The string quartet is alive and well in México, and the two best are probably the Cuarteto Latinoamerica, with many recordings including a complete Villa-Lobos on Dorion and dozens of other varied composers from Latin America and the world, and the Cuarteto de Cuerdas Ruso-Americano, with a series called “Cuartetos Mexicanos Desconocidos,” dedicated to unknown or underknown Mexican composers. I spoke with violinist Alain Durbecq after a concert, imploring him to record Guadalupe Olmedo’s quartet, feeling she was the Amy Beach of his country. He smiled, and showed me a disc I’d already owned for a year, in the “Desconocidos” series, and then gave me their brand-new double of the complete quartets of Brahms, now, along with the Vertovo and Tokyo, my favorite performances of pieces which in other hands make me snooze.

I was lucky enough to hear and talk with a quietly passionate harpsichordist after her performance in Museo Franz Meyer. This musician must be picked up by the majors; must. By next issue, I will have located her name in my cluttered files. The choice of repertoire from modern to old, and her ease and love of the instrument and ease while talking with her audience was a rare treat. So was my encounter with composer Mario Lavista, a man so charming that during my three-hour interview, he asked most of the questions, I forgot I was there for any particular purpose, and we never did get to talk about his own music. We talked mostly about other composers, including Luciano Berio, whom I suspected was an influence on some of his works. I spied the new DG complete Sequenzas on his shelf and smiled. He promised me a rematch.
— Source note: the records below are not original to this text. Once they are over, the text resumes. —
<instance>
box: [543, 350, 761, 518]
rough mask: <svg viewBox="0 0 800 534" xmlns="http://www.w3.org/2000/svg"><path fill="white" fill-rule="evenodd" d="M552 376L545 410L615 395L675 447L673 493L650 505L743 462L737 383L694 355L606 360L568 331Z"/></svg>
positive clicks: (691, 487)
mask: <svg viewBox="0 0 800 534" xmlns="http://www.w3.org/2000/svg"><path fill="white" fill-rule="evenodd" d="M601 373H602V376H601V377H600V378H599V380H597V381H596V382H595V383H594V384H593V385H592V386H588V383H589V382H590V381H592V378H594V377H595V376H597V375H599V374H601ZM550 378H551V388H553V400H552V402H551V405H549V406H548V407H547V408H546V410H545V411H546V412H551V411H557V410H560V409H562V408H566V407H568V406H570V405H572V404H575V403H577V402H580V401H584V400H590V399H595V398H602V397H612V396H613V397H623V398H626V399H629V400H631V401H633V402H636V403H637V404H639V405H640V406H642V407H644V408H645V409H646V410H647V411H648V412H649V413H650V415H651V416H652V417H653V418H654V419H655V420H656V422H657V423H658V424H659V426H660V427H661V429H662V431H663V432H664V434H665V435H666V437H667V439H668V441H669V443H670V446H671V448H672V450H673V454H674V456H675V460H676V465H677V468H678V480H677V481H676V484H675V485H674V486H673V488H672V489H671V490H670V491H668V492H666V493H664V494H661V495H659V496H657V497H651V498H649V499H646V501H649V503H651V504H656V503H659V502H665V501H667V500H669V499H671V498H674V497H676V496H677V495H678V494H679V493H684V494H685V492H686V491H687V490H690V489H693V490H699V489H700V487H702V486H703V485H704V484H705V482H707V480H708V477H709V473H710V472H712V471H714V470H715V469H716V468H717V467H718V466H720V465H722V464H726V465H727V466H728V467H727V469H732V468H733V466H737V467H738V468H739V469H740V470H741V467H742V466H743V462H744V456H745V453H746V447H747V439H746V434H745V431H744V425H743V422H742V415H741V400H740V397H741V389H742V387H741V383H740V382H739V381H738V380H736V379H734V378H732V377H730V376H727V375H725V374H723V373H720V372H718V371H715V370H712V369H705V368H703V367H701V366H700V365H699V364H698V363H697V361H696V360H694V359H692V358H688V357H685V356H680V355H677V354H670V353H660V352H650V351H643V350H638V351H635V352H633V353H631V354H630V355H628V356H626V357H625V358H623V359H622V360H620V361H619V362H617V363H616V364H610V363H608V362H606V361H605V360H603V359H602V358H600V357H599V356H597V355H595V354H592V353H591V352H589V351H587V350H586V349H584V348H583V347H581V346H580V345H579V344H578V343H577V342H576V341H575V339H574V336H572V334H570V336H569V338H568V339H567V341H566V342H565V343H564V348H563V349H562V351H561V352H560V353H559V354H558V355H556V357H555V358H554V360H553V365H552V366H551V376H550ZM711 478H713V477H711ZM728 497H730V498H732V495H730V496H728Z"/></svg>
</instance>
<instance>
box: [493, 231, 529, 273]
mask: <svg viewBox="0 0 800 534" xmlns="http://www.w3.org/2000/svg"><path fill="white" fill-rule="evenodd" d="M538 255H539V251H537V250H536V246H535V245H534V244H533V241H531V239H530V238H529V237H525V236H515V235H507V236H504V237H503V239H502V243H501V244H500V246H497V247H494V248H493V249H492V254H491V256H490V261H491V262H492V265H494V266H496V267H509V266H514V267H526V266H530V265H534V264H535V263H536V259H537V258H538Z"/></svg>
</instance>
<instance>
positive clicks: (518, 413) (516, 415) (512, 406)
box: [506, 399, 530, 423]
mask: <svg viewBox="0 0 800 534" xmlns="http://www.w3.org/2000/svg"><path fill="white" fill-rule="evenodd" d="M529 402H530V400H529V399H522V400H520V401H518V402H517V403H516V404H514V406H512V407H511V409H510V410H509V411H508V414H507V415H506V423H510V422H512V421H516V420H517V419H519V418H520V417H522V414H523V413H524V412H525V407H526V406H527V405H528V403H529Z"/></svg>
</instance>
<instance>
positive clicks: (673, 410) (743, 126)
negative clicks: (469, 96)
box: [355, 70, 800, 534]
Like the small independent labels worldwide, carefully amassing rich catalogs in select niches, some for decades, you’ll be introduced to Urtext Records (distributed in the US by Allegro) and its impresarios flutist Marisa Canales and Benjamin Juárez Echenique. Some of Urtext’s highlights are the “Mexico Baroque” series, Edison Quintana’s three-disc premiere set of the complete piano works of Rodolfo Halffter, and a beautifully-packaged series of works, mostly sonatas, by cellist Carlos Prieto, whom I first heard via the defunct Houston label O.M. I quickly bought the series, and will report in detail anon. Urtext also boasts inroads into the folkloric sector, with the first CD of Grupo Mono Blanco, which I first heard via their vinyl efforts on Discos Pentagrama, known for its folk and political troubadour releases, including the Serrat or Phil Ochs of Mexico, Oscar Chavez. While I was sitting in the garden of Pentagrama’s offices, Chavez strode in, tall and serious and smiling. Although we didn’t exchange more than pleasantries, he was a man comfortable in his own skin, and I hope to meet him again.

On the rock, punk, ethnic and prog-rock front no one beats Opçion Sonica and their sister label, Lejos de Paraíso, many of whose discs have been licensed by Rounder. On the electronic/ambient tinge, Jorge Reyes is the ethnic king, using pre-Colombian instruments to evoke a time of Mayan beauty and war. The southern California folklore label Arhoolie for decades has done yeoman work in bringing out Mexican and Tex-Mex music from the 1920s onward.

Of course, we will not overlook the street performers, the subway serenaders, the indigenous musicians, the weekly open-air street markets where the kids trade their discs, and government assistance and support of the musical arts, from indigenous to pre-Baroque, romantic-nationalistic to the most advanced and experimental, and the problems of pirating and cassette culture (now transformed to CD-r).